Confrontation Clause
Appellant contends in his second point of error that the trial court erred by limiting his cross-examination of Aultman and Heredia regarding (1) the defense theory that defendants went to the victims' apartment to reclaim money they previously paid for drugs and (2) Aultman's and Heredia's use of drugs. "The Sixth Amendment protects the defendant's right not only to confront the witnesses against him, but to cross-examine them as well." Hoyos v. State, 951 S.W.2d 503, 506 (Tex. App.--Houston [14th Dist.] 1997, no pet.) (citing Davis v. Alaska, 415 U.S. 308, 316 (1974)). However, the extent of cross-examination is not unlimited. The scope of cross-examination is within the control of the trial court, who is given wide latitude to impose reasonable limits on cross-examination. Delaware v. Van Arsdall, 475 U.S. 673, 678 (1986); Satterwhite v. State, 499 S.W.2d 314, 317 (Tex. Crim. App. 1973). The trial court must consider the probative value of the evidence and weigh it against the risks of admission, including "the possibility of undue prejudice, embarrassment or harassment to either a witness or a party, the possibility of misleading or confusing a jury, and the possibility of undue delay or waste of time." Hodge v. State, 631 S.W.2d 754, 758 (Tex. Crim. App. 1982). The trial court's determination is not reversible unless the appellant shows a clear abuse of discretion. See Chambers v. State, 866 S.W.2d 9, 27 (Tex. Crim. App. 1993), cert. denied, 511 U.S. 1100 (1994); Johnson v. State, 698 S.W.2d 154, 160 (Tex. Crim. App. 1985), cert. denied, 479 U.S. 871 (1986).

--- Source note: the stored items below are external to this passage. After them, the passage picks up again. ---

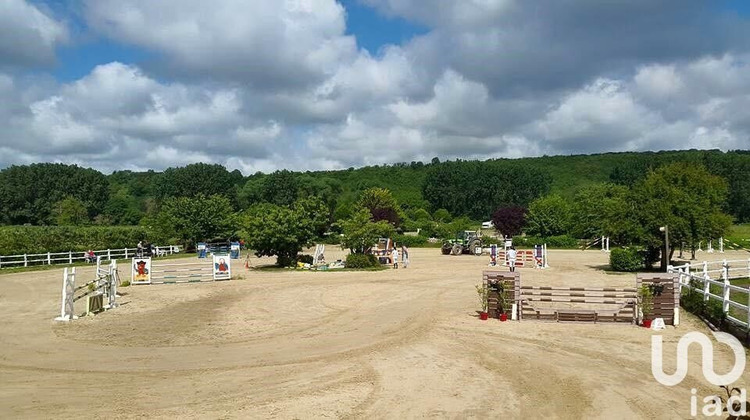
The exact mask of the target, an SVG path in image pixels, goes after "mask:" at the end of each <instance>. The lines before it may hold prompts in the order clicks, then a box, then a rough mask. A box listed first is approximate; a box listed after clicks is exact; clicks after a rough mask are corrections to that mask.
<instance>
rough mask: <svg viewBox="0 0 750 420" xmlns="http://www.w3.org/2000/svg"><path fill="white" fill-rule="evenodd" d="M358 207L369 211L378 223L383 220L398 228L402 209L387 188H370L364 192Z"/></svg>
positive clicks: (358, 205) (399, 221)
mask: <svg viewBox="0 0 750 420" xmlns="http://www.w3.org/2000/svg"><path fill="white" fill-rule="evenodd" d="M357 207H361V208H364V209H367V210H368V211H369V212H370V215H371V216H372V219H373V220H374V221H376V222H379V221H381V220H383V221H386V222H388V223H391V224H392V225H394V226H398V225H399V224H400V222H401V218H402V217H401V209H400V207H399V206H398V203H397V202H396V199H395V198H393V195H392V194H391V192H390V191H388V190H387V189H385V188H369V189H367V190H365V191H363V192H362V195H361V196H360V198H359V201H358V202H357Z"/></svg>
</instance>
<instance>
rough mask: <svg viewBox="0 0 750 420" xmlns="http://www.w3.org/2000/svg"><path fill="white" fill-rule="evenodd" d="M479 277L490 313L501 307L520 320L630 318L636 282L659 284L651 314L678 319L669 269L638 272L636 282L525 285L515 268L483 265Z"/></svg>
mask: <svg viewBox="0 0 750 420" xmlns="http://www.w3.org/2000/svg"><path fill="white" fill-rule="evenodd" d="M482 280H483V281H484V282H485V283H486V284H487V286H488V287H490V290H491V292H490V294H489V297H488V299H487V300H488V312H489V314H490V315H489V316H490V317H491V318H495V317H496V316H497V315H499V314H500V313H501V312H503V311H504V312H505V313H506V314H507V315H508V317H509V318H511V319H514V320H519V321H520V320H521V319H537V320H547V321H556V322H594V323H598V322H616V323H628V324H632V323H635V322H636V320H637V319H638V315H639V312H640V311H639V308H638V291H639V290H640V288H641V286H647V287H649V288H651V287H653V286H658V290H659V293H658V295H655V296H654V297H653V308H652V312H651V319H653V318H655V317H659V318H662V319H664V323H665V324H666V325H678V324H679V301H680V299H679V279H678V277H677V276H676V275H672V274H665V273H658V274H637V275H636V279H635V280H636V281H635V286H636V287H557V286H524V285H521V276H520V274H519V273H518V272H508V271H493V270H486V271H483V272H482ZM493 288H494V289H495V290H499V289H502V290H503V293H502V296H501V295H500V293H498V292H492V290H493ZM493 293H494V294H493ZM501 303H504V304H505V305H501Z"/></svg>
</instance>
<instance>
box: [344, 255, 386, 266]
mask: <svg viewBox="0 0 750 420" xmlns="http://www.w3.org/2000/svg"><path fill="white" fill-rule="evenodd" d="M379 266H380V263H379V262H378V259H377V258H376V257H375V256H374V255H371V254H349V255H347V256H346V268H371V267H379Z"/></svg>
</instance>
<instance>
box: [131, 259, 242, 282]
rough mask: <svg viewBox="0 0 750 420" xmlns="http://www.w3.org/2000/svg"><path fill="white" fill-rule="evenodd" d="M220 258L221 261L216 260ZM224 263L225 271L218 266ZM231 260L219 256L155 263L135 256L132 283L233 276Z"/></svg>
mask: <svg viewBox="0 0 750 420" xmlns="http://www.w3.org/2000/svg"><path fill="white" fill-rule="evenodd" d="M217 258H218V259H219V263H217V262H216V261H215V260H216V259H217ZM222 264H224V265H225V267H226V269H225V270H223V271H220V270H218V268H219V267H220V266H221V265H222ZM229 267H230V260H229V258H228V257H223V256H218V257H215V258H214V261H211V260H209V261H205V260H204V261H200V262H182V263H172V264H160V263H154V265H151V259H149V258H134V259H133V261H132V271H131V284H177V283H202V282H213V281H221V280H229V279H230V278H231V271H230V269H229Z"/></svg>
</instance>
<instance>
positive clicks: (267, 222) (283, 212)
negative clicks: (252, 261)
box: [242, 199, 325, 266]
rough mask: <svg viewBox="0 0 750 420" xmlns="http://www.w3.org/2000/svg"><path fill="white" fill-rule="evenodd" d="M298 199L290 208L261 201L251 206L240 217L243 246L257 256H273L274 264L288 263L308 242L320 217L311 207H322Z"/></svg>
mask: <svg viewBox="0 0 750 420" xmlns="http://www.w3.org/2000/svg"><path fill="white" fill-rule="evenodd" d="M314 201H317V203H316V202H313V201H307V200H300V201H297V202H296V203H294V205H293V206H292V207H283V206H277V205H275V204H271V203H261V204H256V205H254V206H252V207H251V208H250V209H248V211H247V212H246V213H245V215H244V216H243V217H242V219H243V221H242V225H243V236H244V238H245V241H246V244H247V247H248V248H250V249H253V250H255V255H257V256H259V257H260V256H263V255H266V256H276V264H277V265H278V266H288V265H290V264H292V263H293V262H294V260H295V258H296V256H297V254H298V253H299V252H300V251H302V249H303V248H305V247H307V246H310V245H312V243H313V239H314V238H315V236H316V229H317V228H318V225H317V224H318V223H320V221H321V220H322V218H320V217H319V215H316V214H315V212H314V211H313V212H311V211H310V209H311V208H322V209H325V206H323V205H322V203H321V202H320V201H319V200H317V199H316V200H314Z"/></svg>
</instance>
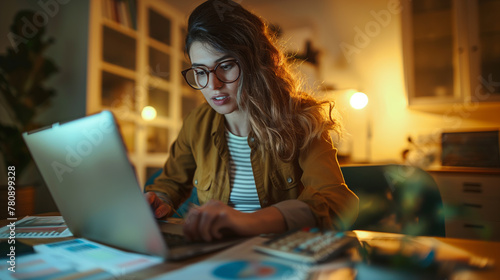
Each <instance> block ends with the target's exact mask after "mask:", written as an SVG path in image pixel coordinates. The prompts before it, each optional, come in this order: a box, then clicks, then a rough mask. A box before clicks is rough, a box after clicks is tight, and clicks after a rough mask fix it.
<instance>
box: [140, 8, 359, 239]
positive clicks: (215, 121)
mask: <svg viewBox="0 0 500 280" xmlns="http://www.w3.org/2000/svg"><path fill="white" fill-rule="evenodd" d="M186 53H187V54H188V55H189V58H190V60H191V64H192V67H191V68H189V69H186V70H184V71H183V75H184V78H185V79H186V82H187V83H188V84H189V85H190V86H191V87H193V88H195V89H198V90H201V92H202V94H203V95H204V97H205V99H206V101H207V104H204V105H202V106H201V107H199V108H197V109H195V110H194V111H193V112H192V113H191V114H190V115H189V116H188V117H187V118H186V120H185V121H184V125H183V127H182V129H181V131H180V133H179V136H178V138H177V140H176V141H175V143H174V144H173V145H172V147H171V150H170V157H169V158H168V160H167V162H166V163H165V166H164V172H163V173H162V174H161V175H160V176H159V177H158V178H157V179H156V180H155V183H154V184H153V185H149V186H146V191H147V194H146V197H147V199H148V201H149V202H150V203H151V205H152V207H153V208H154V212H155V216H156V217H157V218H162V217H166V216H169V215H171V214H173V209H172V208H177V207H178V206H179V205H180V203H182V201H184V200H185V199H186V198H187V197H189V195H190V193H191V189H192V188H193V186H194V187H196V189H197V194H198V198H199V201H200V203H201V206H199V207H194V208H191V209H190V211H189V212H188V214H187V217H186V219H185V225H184V233H185V235H186V237H187V238H188V239H191V240H205V241H210V240H212V239H219V238H222V237H223V235H224V233H225V232H231V233H233V234H237V235H243V236H251V235H258V234H262V233H280V232H284V231H286V230H290V229H295V228H300V227H306V226H317V227H321V228H334V229H339V230H341V229H345V228H348V227H349V226H350V225H351V224H352V222H353V221H354V219H355V218H356V217H357V213H358V198H357V197H356V195H355V194H354V193H352V192H351V191H350V190H349V189H348V188H347V186H346V185H345V183H344V180H343V177H342V174H341V172H340V168H339V165H338V162H337V158H336V149H335V148H334V147H333V144H332V141H331V138H330V136H329V133H328V131H329V130H332V129H338V123H337V121H336V120H335V119H333V117H332V108H333V107H332V106H333V105H332V104H331V103H330V102H326V101H324V102H320V101H317V100H315V99H314V98H312V97H311V96H310V95H308V94H306V93H303V92H301V91H300V90H299V85H298V83H297V80H296V79H294V77H293V76H292V75H291V74H290V71H289V66H288V64H287V62H286V58H285V57H284V56H283V54H282V53H281V52H280V51H279V50H278V49H277V48H276V47H275V45H274V44H273V42H272V37H271V36H270V34H269V33H268V29H267V27H266V25H265V24H264V23H263V21H262V20H261V19H260V18H259V17H257V16H255V15H254V14H252V13H250V12H249V11H247V10H245V9H244V8H243V7H241V6H240V5H239V4H236V3H234V2H225V1H221V0H217V1H207V2H205V3H203V4H201V5H200V6H198V7H197V8H196V9H195V10H194V11H193V12H192V14H191V16H190V18H189V22H188V34H187V37H186ZM325 105H329V108H327V109H325V108H324V107H325Z"/></svg>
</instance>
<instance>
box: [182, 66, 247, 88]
mask: <svg viewBox="0 0 500 280" xmlns="http://www.w3.org/2000/svg"><path fill="white" fill-rule="evenodd" d="M226 62H234V63H236V65H238V76H237V77H236V79H234V80H233V81H230V82H226V81H223V80H221V79H220V78H219V76H217V72H215V71H217V68H218V67H219V66H220V65H221V64H223V63H226ZM195 68H198V69H201V70H203V72H205V74H207V84H206V85H205V86H204V87H201V88H198V87H194V86H193V85H191V84H190V83H189V81H188V78H187V77H186V73H187V72H188V71H189V70H193V69H195ZM181 73H182V76H183V77H184V80H185V81H186V83H187V84H188V85H189V86H190V87H192V88H193V89H195V90H202V89H204V88H206V87H207V86H208V83H209V82H210V73H214V75H215V77H216V78H217V80H219V81H220V82H221V83H224V84H231V83H234V82H236V81H237V80H238V79H239V78H240V76H241V67H240V63H239V62H238V60H236V59H227V60H224V61H221V62H219V63H217V65H215V67H214V69H211V70H210V69H205V68H202V67H191V68H188V69H185V70H182V71H181Z"/></svg>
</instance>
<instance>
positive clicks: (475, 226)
mask: <svg viewBox="0 0 500 280" xmlns="http://www.w3.org/2000/svg"><path fill="white" fill-rule="evenodd" d="M464 228H480V229H484V226H483V225H473V224H464Z"/></svg>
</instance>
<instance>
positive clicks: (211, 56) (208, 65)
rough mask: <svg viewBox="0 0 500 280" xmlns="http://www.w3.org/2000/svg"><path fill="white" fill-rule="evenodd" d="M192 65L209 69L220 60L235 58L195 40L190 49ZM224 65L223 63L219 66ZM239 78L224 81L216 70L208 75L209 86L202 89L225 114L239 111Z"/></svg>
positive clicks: (207, 101)
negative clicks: (228, 82)
mask: <svg viewBox="0 0 500 280" xmlns="http://www.w3.org/2000/svg"><path fill="white" fill-rule="evenodd" d="M189 57H190V58H191V65H192V67H202V68H205V69H207V70H212V69H214V68H215V67H216V66H217V65H218V64H219V63H220V62H223V61H226V60H230V59H234V57H231V56H229V55H227V54H225V53H221V52H218V51H217V50H215V49H214V48H213V47H211V46H210V45H208V44H203V43H201V42H198V41H195V42H194V43H193V44H192V45H191V49H190V50H189ZM219 67H223V65H221V66H219ZM239 82H240V79H239V78H238V79H237V80H236V81H235V82H233V83H223V82H221V81H219V79H217V77H216V76H215V73H214V72H211V73H210V74H209V77H208V84H207V86H206V87H205V88H204V89H202V90H201V92H202V93H203V96H205V99H206V100H207V102H208V104H210V106H212V108H213V109H214V110H215V111H216V112H218V113H220V114H223V115H228V114H231V113H234V112H237V111H238V103H237V102H236V97H237V94H238V85H239Z"/></svg>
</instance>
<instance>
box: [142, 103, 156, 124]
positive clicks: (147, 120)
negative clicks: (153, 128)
mask: <svg viewBox="0 0 500 280" xmlns="http://www.w3.org/2000/svg"><path fill="white" fill-rule="evenodd" d="M141 116H142V118H143V119H144V120H146V121H150V120H154V119H155V118H156V109H155V108H154V107H153V106H146V107H144V108H143V109H142V112H141Z"/></svg>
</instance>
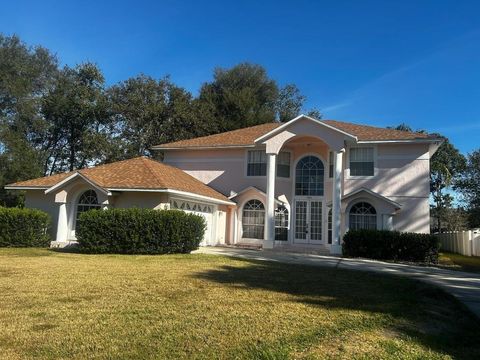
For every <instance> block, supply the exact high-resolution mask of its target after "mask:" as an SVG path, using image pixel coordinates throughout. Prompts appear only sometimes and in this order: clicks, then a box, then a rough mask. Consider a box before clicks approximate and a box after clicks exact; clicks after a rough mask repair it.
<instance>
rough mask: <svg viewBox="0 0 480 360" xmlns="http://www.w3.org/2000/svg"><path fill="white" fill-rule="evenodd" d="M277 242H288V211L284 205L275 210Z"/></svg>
mask: <svg viewBox="0 0 480 360" xmlns="http://www.w3.org/2000/svg"><path fill="white" fill-rule="evenodd" d="M275 240H280V241H287V240H288V209H287V208H286V207H285V206H283V205H280V206H279V207H277V208H276V209H275Z"/></svg>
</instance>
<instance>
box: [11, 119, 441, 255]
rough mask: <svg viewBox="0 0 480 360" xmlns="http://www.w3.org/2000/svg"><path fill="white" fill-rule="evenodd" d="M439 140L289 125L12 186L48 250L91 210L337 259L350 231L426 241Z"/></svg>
mask: <svg viewBox="0 0 480 360" xmlns="http://www.w3.org/2000/svg"><path fill="white" fill-rule="evenodd" d="M441 141H442V140H441V139H439V138H436V137H430V136H428V135H427V134H422V133H413V132H405V131H398V130H391V129H384V128H377V127H371V126H365V125H357V124H352V123H346V122H339V121H334V120H321V121H319V120H316V119H312V118H310V117H308V116H304V115H301V116H298V117H296V118H295V119H293V120H291V121H289V122H287V123H283V124H280V123H268V124H262V125H258V126H253V127H249V128H245V129H239V130H234V131H229V132H225V133H221V134H216V135H211V136H205V137H200V138H195V139H190V140H183V141H177V142H174V143H169V144H163V145H158V146H155V147H153V150H155V151H159V152H162V153H163V162H162V163H161V162H157V161H154V160H150V159H147V158H135V159H131V160H125V161H120V162H116V163H112V164H107V165H101V166H97V167H94V168H89V169H83V170H78V171H74V172H71V173H66V174H57V175H54V176H49V177H44V178H39V179H34V180H28V181H23V182H19V183H15V184H10V185H8V186H7V187H6V188H7V189H19V190H25V192H26V206H28V207H33V208H39V209H42V210H44V211H47V212H48V213H50V214H51V216H52V218H53V219H54V223H55V224H56V241H55V242H54V243H53V245H55V246H64V245H65V244H68V243H70V242H71V241H75V224H76V219H77V218H78V215H79V214H80V213H81V212H82V211H88V210H89V209H92V208H109V207H134V206H137V207H146V208H154V209H164V208H171V209H180V210H183V211H188V212H193V213H197V214H200V215H202V216H203V217H204V218H205V219H206V221H207V230H206V233H205V238H204V241H203V245H218V244H256V245H261V246H262V247H264V248H273V247H284V248H285V249H291V248H292V247H296V246H298V247H303V248H305V247H309V248H312V249H319V250H322V249H323V250H329V251H330V252H331V253H334V254H338V253H340V252H341V238H342V235H343V234H344V233H345V232H346V231H347V230H348V229H362V228H368V229H395V230H399V231H411V232H419V233H428V232H429V219H430V215H429V171H430V169H429V160H430V157H431V156H432V155H433V154H434V153H435V151H436V150H437V148H438V146H439V145H440V144H441Z"/></svg>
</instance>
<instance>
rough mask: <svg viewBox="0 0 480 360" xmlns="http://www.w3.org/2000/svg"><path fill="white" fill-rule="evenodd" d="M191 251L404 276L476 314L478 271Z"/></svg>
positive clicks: (195, 252) (479, 283)
mask: <svg viewBox="0 0 480 360" xmlns="http://www.w3.org/2000/svg"><path fill="white" fill-rule="evenodd" d="M195 253H202V254H213V255H224V256H233V257H239V258H244V259H251V260H262V261H278V262H284V263H289V264H301V265H313V266H327V267H337V268H339V269H348V270H360V271H373V272H377V273H382V274H393V275H400V276H406V277H409V278H412V279H416V280H420V281H424V282H427V283H430V284H433V285H436V286H439V287H441V288H442V289H444V290H445V291H447V292H448V293H450V294H452V295H453V296H455V297H456V298H457V299H458V300H460V301H461V302H463V303H464V304H465V305H466V306H467V307H468V308H469V309H470V310H471V311H472V312H474V313H475V314H476V315H477V316H478V317H479V318H480V274H472V273H466V272H460V271H452V270H444V269H439V268H435V267H424V266H413V265H405V264H392V263H386V262H381V261H375V260H364V259H347V258H340V257H333V256H322V255H308V254H294V253H286V252H278V251H274V250H262V251H259V250H245V249H236V248H227V247H225V248H222V247H203V248H200V249H199V250H197V251H195Z"/></svg>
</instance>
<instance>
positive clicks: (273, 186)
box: [263, 154, 277, 249]
mask: <svg viewBox="0 0 480 360" xmlns="http://www.w3.org/2000/svg"><path fill="white" fill-rule="evenodd" d="M267 157H268V159H267V160H268V162H267V212H266V217H265V242H264V244H263V247H264V248H265V249H272V248H273V244H274V241H275V177H276V160H277V155H276V154H267Z"/></svg>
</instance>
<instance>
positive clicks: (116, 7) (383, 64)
mask: <svg viewBox="0 0 480 360" xmlns="http://www.w3.org/2000/svg"><path fill="white" fill-rule="evenodd" d="M0 32H3V33H4V34H8V35H10V34H13V33H15V34H18V35H19V36H20V37H21V38H22V39H23V40H24V41H26V42H27V43H29V44H32V45H33V44H41V45H43V46H45V47H47V48H49V49H50V50H52V51H53V52H54V53H56V54H57V55H58V57H59V59H60V61H61V62H62V63H63V64H68V65H75V64H76V63H79V62H83V61H86V60H88V61H92V62H95V63H97V64H98V65H99V66H100V67H101V69H102V70H103V72H104V74H105V76H106V79H107V82H108V83H109V84H112V83H115V82H117V81H120V80H124V79H126V78H128V77H130V76H135V75H137V74H138V73H141V72H143V73H145V74H148V75H151V76H153V77H162V76H164V75H166V74H170V75H171V77H172V80H173V81H174V82H175V83H177V84H178V85H180V86H183V87H185V88H187V89H188V90H190V91H192V92H193V93H194V94H196V93H197V92H198V89H199V87H200V85H201V84H202V82H204V81H207V80H210V79H211V76H212V70H213V68H214V67H215V66H221V67H230V66H232V65H234V64H237V63H239V62H242V61H250V62H255V63H258V64H261V65H263V66H265V67H266V68H267V70H268V72H269V74H270V76H271V77H273V78H274V79H276V80H277V81H278V82H279V83H280V84H286V83H290V82H292V83H295V84H296V85H297V86H299V88H300V89H301V91H302V92H303V93H304V94H305V95H306V96H307V97H308V101H307V104H306V108H307V109H308V108H310V107H317V108H319V109H320V110H321V111H322V112H323V114H324V117H325V118H331V119H338V120H346V121H351V122H357V123H364V124H370V125H376V126H388V125H397V124H399V123H402V122H405V123H407V124H409V125H410V126H412V127H413V128H414V129H426V130H428V131H430V132H433V131H436V132H441V133H443V134H445V135H446V136H448V137H450V139H451V140H452V142H453V143H454V144H455V145H456V146H457V147H458V148H459V149H460V150H461V151H462V152H464V153H466V152H469V151H472V150H473V149H476V148H479V147H480V135H479V134H480V1H478V0H472V1H466V0H453V1H442V0H433V1H428V0H414V1H409V0H398V1H397V0H382V1H368V0H361V1H360V0H352V1H337V0H335V1H334V0H330V1H240V0H237V1H226V0H224V1H143V0H136V1H122V0H117V1H102V0H96V1H47V0H43V1H21V0H14V1H6V0H2V1H1V5H0Z"/></svg>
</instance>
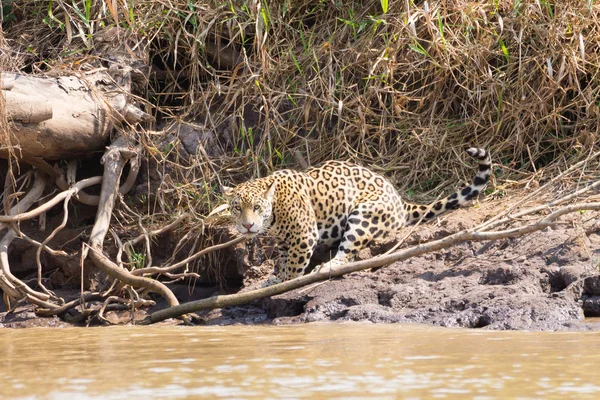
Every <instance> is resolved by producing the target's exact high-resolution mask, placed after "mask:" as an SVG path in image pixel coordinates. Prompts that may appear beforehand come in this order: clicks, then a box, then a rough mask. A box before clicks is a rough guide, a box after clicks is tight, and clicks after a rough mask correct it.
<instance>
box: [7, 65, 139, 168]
mask: <svg viewBox="0 0 600 400" xmlns="http://www.w3.org/2000/svg"><path fill="white" fill-rule="evenodd" d="M124 71H126V70H118V71H116V72H115V71H113V70H110V71H98V72H95V73H93V74H90V75H88V76H82V77H78V76H59V77H38V76H26V75H19V74H10V73H4V74H2V78H1V81H0V86H1V88H2V96H4V99H5V103H6V104H5V110H0V113H2V112H6V115H7V116H8V119H9V121H10V122H11V126H10V130H9V132H8V141H9V143H10V144H11V145H12V147H13V149H14V154H15V156H16V157H17V158H18V159H22V160H24V161H25V162H27V161H28V160H32V159H35V158H36V157H38V158H43V159H45V160H58V159H61V158H73V157H78V156H81V155H85V154H89V153H90V152H94V151H99V150H102V149H103V148H104V147H105V146H106V144H107V141H108V138H109V136H110V134H111V132H112V130H113V127H114V126H115V124H118V123H121V122H124V121H126V122H129V123H136V122H140V121H143V120H148V119H151V117H150V116H149V115H148V114H146V113H144V112H143V111H141V110H139V109H137V108H135V106H134V105H132V104H130V102H129V100H128V98H129V93H128V92H127V86H128V85H127V84H126V81H127V80H128V79H129V78H128V77H127V76H126V75H127V73H128V72H124ZM109 72H110V73H109ZM119 82H121V83H123V85H122V84H120V83H119ZM109 93H110V94H109ZM0 145H7V144H6V143H1V144H0ZM0 147H2V146H0ZM0 157H4V158H6V157H7V155H6V150H4V152H0Z"/></svg>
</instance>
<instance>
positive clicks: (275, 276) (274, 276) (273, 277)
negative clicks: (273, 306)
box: [262, 275, 283, 287]
mask: <svg viewBox="0 0 600 400" xmlns="http://www.w3.org/2000/svg"><path fill="white" fill-rule="evenodd" d="M281 282H283V280H282V279H280V278H278V277H277V276H275V275H271V276H269V279H267V280H266V281H265V282H264V283H263V284H262V287H269V286H273V285H276V284H278V283H281Z"/></svg>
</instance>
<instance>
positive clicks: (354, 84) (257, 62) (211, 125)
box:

The district court concluded that evidence regarding Aultman's and Heredia's drug use and possible involvement in a drug transaction with the defendants was not relevant. Evidence is relevant only if it has a tendency to make the existence of a fact or consequence more or less probable than it would be without the evidence. See Tex. R. Evid. 401. It is no justification for robbery that the victims were users or dealers of drugs, or that they owed money to the robber for drugs. The taking of Aultman's and Heredia's property at knife point was still aggravated robbery, even assuming their possession of the property was unlawful. See Tex. Penal Code Ann. § 1.07(a)(35) (West 1994) (defining "owner").
Moreover, even if the subject of the proposed cross-examination had some relevance to appellant's defense, the district court could reasonably conclude that this relevance was substantially outweighed by the danger of unfair prejudice to the complainants, confusion of the issues, or misleading to the jury. See Tex. R. Evid. 403. Therefore, we conclude that the district court did not abuse his discretion by prohibiting the proposed cross-examination regarding Aultman's and Heredia's drug use and the defense theory that defendants went to the victims' apartment to reclaim money they previously paid for drugs . Appellant's second point of error is overruled.